The threat of policy rescission is "the biggest issue" in D & O insurance said Susanne H. Murray, an executive vice president with the Hilb Rogal & Hobbs brokerage in New York, who spoke at the Anderson Kill & Olick law firm seminar on D&O liability.
William G. Passannante, of Anderson Kill said, "There are a tremendous number of rescission claims in the D& O area. He said he had heard but not confirmed that Chubb insurance of Warren, N.J. had brought as many as 100 rescission claims.
A Chubb spokesman did not provide specific numbers but stated, "His [Mr. Passannante's] statement is false and his number is wildly exaggerated."
Mr. Passannante represented Tyco's former Chief Executive Officer Dennis Kozlowski who successfully battled Chubb subsidiary Federal Insurance Company in the courts to have them pay his defense costs after the insurer attempted to rescind his D &O liability coverage.
Ms. Murray, discussing the kind of things that bring on claims against corporate management, said that if a company's "stock price drops enough, we know there is going to be a claim."
She said that there have recently been attempts made to change and narrow the definition of securities claims, which if successful would limit the coverage afforded to companies.
Ms. Murray and Mr. Passannante cited recent cases involving Tyco and the bankrupt Adelphia firm, where the companies have had to litigate to obtain D & O protection from their insurers.

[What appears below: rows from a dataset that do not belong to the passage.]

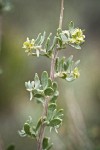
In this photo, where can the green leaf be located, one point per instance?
(11, 147)
(71, 25)
(47, 44)
(53, 99)
(57, 64)
(49, 91)
(45, 143)
(52, 107)
(27, 129)
(69, 62)
(64, 38)
(49, 147)
(38, 124)
(77, 46)
(44, 80)
(36, 81)
(62, 64)
(54, 43)
(49, 82)
(76, 63)
(42, 38)
(55, 122)
(55, 86)
(38, 38)
(59, 113)
(39, 95)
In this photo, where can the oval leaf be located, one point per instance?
(55, 122)
(49, 91)
(44, 79)
(27, 129)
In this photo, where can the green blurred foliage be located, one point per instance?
(27, 19)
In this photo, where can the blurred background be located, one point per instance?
(80, 99)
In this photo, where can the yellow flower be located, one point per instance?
(77, 37)
(76, 73)
(29, 44)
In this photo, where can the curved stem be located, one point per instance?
(54, 56)
(61, 14)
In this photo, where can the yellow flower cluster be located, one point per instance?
(29, 44)
(77, 37)
(76, 73)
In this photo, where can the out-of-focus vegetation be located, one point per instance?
(80, 99)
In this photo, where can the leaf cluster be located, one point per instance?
(66, 68)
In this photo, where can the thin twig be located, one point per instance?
(61, 14)
(54, 56)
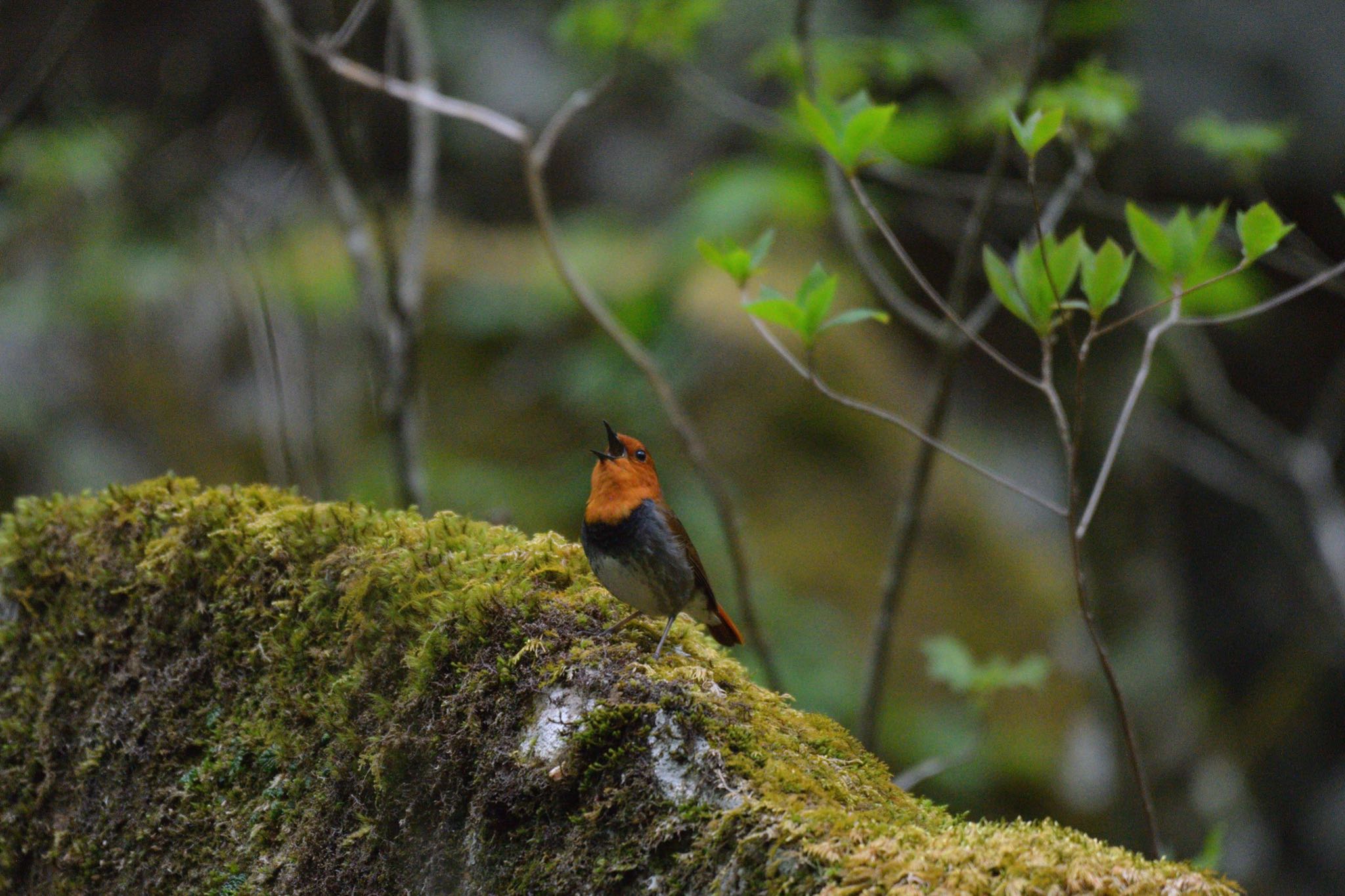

Mr. Passannante said HealthSouth had also been hit with a rescission action by Chubb, and that Xerox had been sued by American International Group after the firm and its auditors, KPMG were sued for defrauding investors.
Ms. Murray said corporations need non-rescindable D&O A-Side coverage, which protects the directors and officers of a company where the company cannot indemnify them as well as coverage for outside directors.
Mr. Passannante said that insurers have sought rescission on the basis of misstatements in company financial reports. He said that to provide proper protection, D&O policies should cover firms against securities actions, class actions, management mistakes, accounting problems, late- trading or market-timing infractions as well as employee, customer and competitor claims.
Ms. Murray warned that if a policy is rescinded and voided, that means that all coverage ends for the entire time the policy has been in effect.
Despite the increasing number of legal actions against directors and officers, Ms. Murray said that policy rates have been declining. "Competition is bringing prices down," she said, noting that despite increased threat levels, "there are a lot more insurers in the market."
Mr. Passannante said that one "hot bed of litigation" concerning D&O coverage has involved questions about language that provides protection "solely in their capacity as directors and officers" of a company. That becomes an issue when a company subsidiary is involved, he said.
He advised that in obtaining D&O coverage, it is wise to include provisions to cover pre-investigation legal costs that may arise when management seeks help from lawyers to advise them after being contacted by regulators.
Mr. Passannante also counseled that firms should be very careful with the information they provide on policy applications. And when the questions on the form cannot be answered with specificity "get them [the insurers] to change their questions," he said.